Yes there are often other motivators but that doesn’t even begin to explain things like killing people for going on suicide missions to kill for mocking a basically near fictional historical figure or a wholly fictional god. To deny the religious impulse and motivation is foolish and will fail to tackle
Yes Bin-Laden planned 9/11 in part because of American use of Saudi bases etc but all that was not because the was a Saudi nationalist but a religious fanatic who wanted westerners off of whathe perceived as holy land. The politics was inseparable from the religion and that’s what people forget.
It’s like saying Anders Brevity didn’t actually kill people because of his racist xenophobic beliefs or the Bader-Meinhoff gang were not killing bankers because they were Marxist extremists opposed to capitalism. Are the mass suicides occasionally seen in cults noting to do with their beliefs and also lies as well? Idiot.

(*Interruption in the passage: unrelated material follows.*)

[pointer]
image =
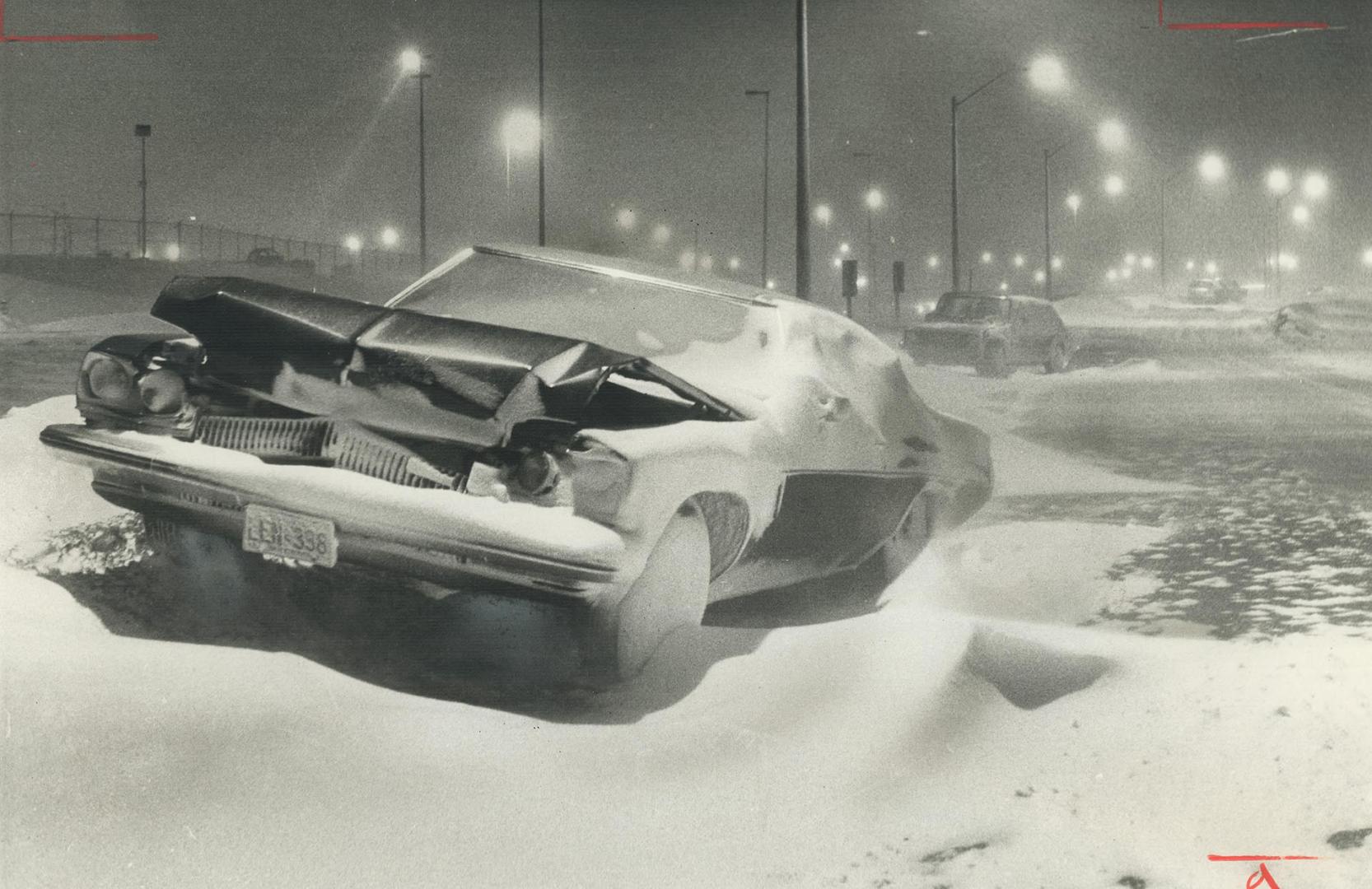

The brutality and brazen nature of the attack and that they seemed to (and have now been confirmed to) have trained with jihadi groups abroad is why people are calling them professional.
I agree but those are the strategic aims of the general terrorist tactics including in Islamists (although no evidence for that here it does simply seem to have been a reprisal for insulting their religion) but that’s not the motivation. People don’t aik to increase division on a whim.
The motivations of the IRA was getting NI out of the UK, Baader Meinhoff e d of capitalism, of islamist extremists tends to be the eternal triumph of Islam or some such nonsense etc. To deny what their explicit aims are as the person referenced in the piece attempts to do is foolish and won’t help.